10th of Winter, 517 AV
The cold fist of Winter gripped Alvadas in a merciless onslaught. Mounds of snow taller than two Akalaks stood atop each other, forming valleys and mountains where once there stood streets and buildings. One could, if one flew over the city, make out the taller buildings and even most of the roofs of the two-story buildings, but ten days into this unusually harsh Winter, there was barely the beginnings of paths for Alvads to use to make their way from one place to another. Avalanches and cave-ins were commonplace, and many people still remained indoors, not willing to risk the icy peril of the outdoors.

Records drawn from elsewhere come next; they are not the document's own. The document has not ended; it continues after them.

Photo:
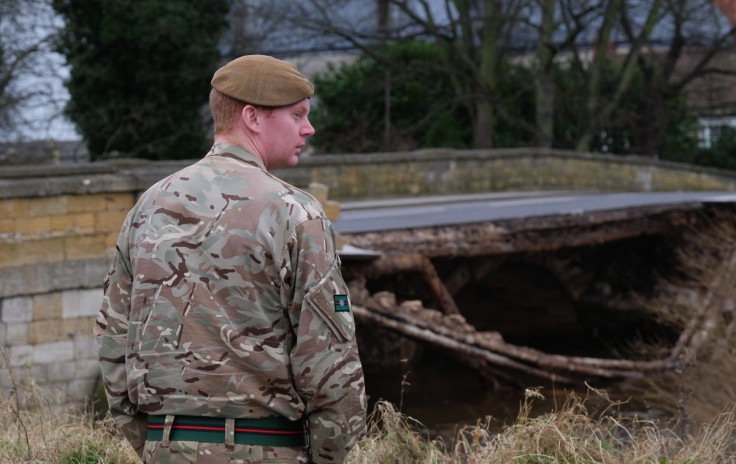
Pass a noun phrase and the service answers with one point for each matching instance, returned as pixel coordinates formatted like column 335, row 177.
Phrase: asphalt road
column 372, row 216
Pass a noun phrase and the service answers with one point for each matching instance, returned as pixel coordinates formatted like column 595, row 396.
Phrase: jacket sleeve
column 111, row 333
column 325, row 363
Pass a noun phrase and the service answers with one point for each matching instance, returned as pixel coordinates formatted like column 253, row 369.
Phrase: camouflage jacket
column 225, row 298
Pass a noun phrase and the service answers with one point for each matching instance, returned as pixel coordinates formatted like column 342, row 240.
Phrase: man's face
column 285, row 132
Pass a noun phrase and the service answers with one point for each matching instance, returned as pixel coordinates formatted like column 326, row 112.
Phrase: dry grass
column 700, row 395
column 570, row 435
column 41, row 431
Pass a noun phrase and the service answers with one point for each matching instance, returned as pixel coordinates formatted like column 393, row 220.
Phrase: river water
column 445, row 395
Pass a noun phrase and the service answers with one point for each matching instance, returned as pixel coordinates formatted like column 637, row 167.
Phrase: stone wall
column 58, row 225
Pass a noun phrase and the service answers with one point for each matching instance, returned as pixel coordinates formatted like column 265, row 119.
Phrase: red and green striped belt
column 270, row 431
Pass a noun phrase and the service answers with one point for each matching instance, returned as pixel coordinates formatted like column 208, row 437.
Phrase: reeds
column 42, row 431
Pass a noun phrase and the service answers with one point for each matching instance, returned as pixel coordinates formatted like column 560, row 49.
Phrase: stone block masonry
column 53, row 256
column 59, row 224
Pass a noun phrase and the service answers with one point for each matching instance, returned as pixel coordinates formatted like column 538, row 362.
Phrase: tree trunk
column 545, row 85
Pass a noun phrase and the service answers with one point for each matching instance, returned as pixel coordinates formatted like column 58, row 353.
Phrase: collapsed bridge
column 553, row 287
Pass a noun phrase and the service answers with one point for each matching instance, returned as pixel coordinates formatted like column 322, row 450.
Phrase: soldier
column 225, row 332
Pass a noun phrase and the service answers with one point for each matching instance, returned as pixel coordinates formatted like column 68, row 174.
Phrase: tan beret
column 262, row 80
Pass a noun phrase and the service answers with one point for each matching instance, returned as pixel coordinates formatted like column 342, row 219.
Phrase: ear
column 249, row 116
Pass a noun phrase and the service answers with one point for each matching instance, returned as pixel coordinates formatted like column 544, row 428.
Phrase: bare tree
column 30, row 101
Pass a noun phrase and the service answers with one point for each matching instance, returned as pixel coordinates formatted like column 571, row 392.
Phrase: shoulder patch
column 341, row 303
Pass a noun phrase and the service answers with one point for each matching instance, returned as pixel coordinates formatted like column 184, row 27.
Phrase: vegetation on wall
column 397, row 99
column 140, row 73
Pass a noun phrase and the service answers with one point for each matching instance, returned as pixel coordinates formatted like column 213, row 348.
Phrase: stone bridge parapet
column 59, row 223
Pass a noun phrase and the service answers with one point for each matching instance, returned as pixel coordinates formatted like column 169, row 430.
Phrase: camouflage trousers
column 191, row 452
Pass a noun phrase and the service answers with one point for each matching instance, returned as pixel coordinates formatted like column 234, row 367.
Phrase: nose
column 307, row 129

It was because of this reluctance to go outside, that nobody was present to greet Hurik upon his return.
The mist materialized in a trickle at first, in one of the newly dug and recently abandoned pathways, where one could barely make the cobbles under the ice and packed snow. It was so cold out that the mist actually crackled, crystallized, and seemed to freeze up. A kind of pressure began to build up, and there was an incorporeal effort of will building in intensity. A few frozen moments passed, glacial in their length.
CRACK!
Churning forth, the mist no longer seemed to be affected by temperature, and it flowed as fluidly as though it were part of a Taloban river on a Summer day. It was a matter of seconds before Hurik's soulmist drew itself up into his recognizably human form. His amulet glowed faintly at his chest, and he stretched languidly. A stiff breeze blew through the path he stood in, the snow passing right through him, and the wind gently rustling his hair. He noted that the breeze that affected his soulmist was significantly weaker than the corporeal wind, which he could hear howling like some sort of monster.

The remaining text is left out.